In contrast to these globally acting trans-factors, there are several examples for RNA-binding factors that affect translation of specific uORF-containing transcripts. A good example is the trans-acting RNA binding protein Sex Lethal (SXL). SXL binds downstream of a short uORF in the male-specific lethal (msl)-2 transcript and reduces leaky scanning by promoting translation initiation at the uORF, which augments the repressive effect of the uORF on downstream translation by about 9-fold.102 Another transcript-specific modulator is the non-canonical translation initiation factor DENR-MCT (density regulated protein and multiple copies in T-cell lymphoma) complex, which promotes reinitiation at ∼100 transcripts characterized by the presence of short uORFs with strong Kozak sequences.131 DENR knockout mutants in Drosophila exhibit defects in larval growth and reduced accumulation rates of DENR-regulated proteins, especially in proliferating tissues.

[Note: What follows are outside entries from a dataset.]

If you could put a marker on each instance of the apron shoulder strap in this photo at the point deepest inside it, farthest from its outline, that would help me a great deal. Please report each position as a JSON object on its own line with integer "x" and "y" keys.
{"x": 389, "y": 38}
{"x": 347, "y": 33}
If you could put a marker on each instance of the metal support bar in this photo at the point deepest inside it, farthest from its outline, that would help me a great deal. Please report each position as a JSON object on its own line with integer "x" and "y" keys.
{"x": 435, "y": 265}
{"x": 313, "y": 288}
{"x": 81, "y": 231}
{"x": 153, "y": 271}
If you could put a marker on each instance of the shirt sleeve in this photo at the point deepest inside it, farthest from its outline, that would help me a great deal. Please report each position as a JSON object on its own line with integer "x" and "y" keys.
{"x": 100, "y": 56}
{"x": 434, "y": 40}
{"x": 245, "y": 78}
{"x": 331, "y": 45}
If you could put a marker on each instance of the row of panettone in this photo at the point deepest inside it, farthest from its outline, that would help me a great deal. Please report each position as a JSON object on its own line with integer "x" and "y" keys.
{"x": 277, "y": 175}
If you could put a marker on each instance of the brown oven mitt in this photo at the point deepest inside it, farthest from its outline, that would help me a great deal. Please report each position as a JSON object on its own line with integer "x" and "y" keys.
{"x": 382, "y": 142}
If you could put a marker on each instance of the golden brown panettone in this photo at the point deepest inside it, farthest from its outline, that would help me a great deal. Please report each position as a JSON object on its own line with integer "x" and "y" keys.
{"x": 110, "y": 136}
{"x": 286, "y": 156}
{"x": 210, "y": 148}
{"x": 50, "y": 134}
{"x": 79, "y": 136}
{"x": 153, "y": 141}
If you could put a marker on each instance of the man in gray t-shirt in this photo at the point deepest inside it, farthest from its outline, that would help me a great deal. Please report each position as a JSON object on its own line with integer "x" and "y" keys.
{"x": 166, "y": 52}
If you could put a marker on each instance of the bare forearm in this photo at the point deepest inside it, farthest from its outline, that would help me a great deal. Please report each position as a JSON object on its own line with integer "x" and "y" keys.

Challenges and opportunities

The biggest challenge in the field of sORFs will be to tease apart those that have a specific function from those that don’t. Evolutionary conservation of either the encoded protein sequence or the regulatory effect is clearly a hint toward functionality, yet for most sORFs the most rigorous assessment of functionality, namely mutagenesis of the sORF and analyses of resultant in vivo phenotypes, remains to be done. In light of the recent finding that some uORF-, pseudogene- and dORF- (downstream ORF) encoded peptides are conserved,15 these analyses might reveal protein-coding functions for some sORFs that are currently classified as regulatory. In general, classifying sORFs into likely protein-coding versus regulatory regions is aided by the analysis of nucleotide and amino acid conservation. However, in the absence of functional data this division remains artificial and does not exclude a possible dual (regulatory and coding) role for a single sORF. Precedence for such uORF-encoded functional peptides exist from studies in plants.132,133

While not all of the conserved sORFs are expected to reveal discernable phenotypes when mutated, the chances of identifying even subtle phenotypes indicating potentially essential roles can be greatly increased by specific hypotheses that can be tested in targeted functional assays. For example, flies and mice lacking SERCA-regulating short protein-encoding sORFs are viable and do not show overt behavioral or morphological muscle phenotypes, yet detailed analyses of muscle physiology and functionality revealed altered muscle contractions and aberrant Calcium flux in mutant animals.38,40,41 Therefore, the particular challenge for identifying functions for small protein-encoding sORFs will be to narrow down the vast range of potentially affected cellular processes to formulate specific, testable hypotheses. On the other hand, big outstanding questions in the field of regulatory sORFs are regarding 1) the extent to which sORF translation really matters, 2) the extent to which sORFs are dynamically regulated, and 3) what the underlying mechanisms are. While the combination of currently available techniques like ribosome profiling, RNA-IPs and CRISPR/Cas9-based mutagenesis of potential regulators will likely address several of these questions, genome-wide technologies that can assess translational regulation at the level of individual transcripts are still missing. As such, it is currently unclear to which extent ribosome protected fragments in transcript leaders originate from the same transcript that also translates the downstream ORF, or from a different transcript at which the downstream ORF is not associated with translating ribosomes. Answers to this long-standing question will open new possibilities to globally assess the dynamics of translational regulation at unprecedented detail.

Disclosure of potential conflicts of interest.

No potential conflicts of interest were disclosed.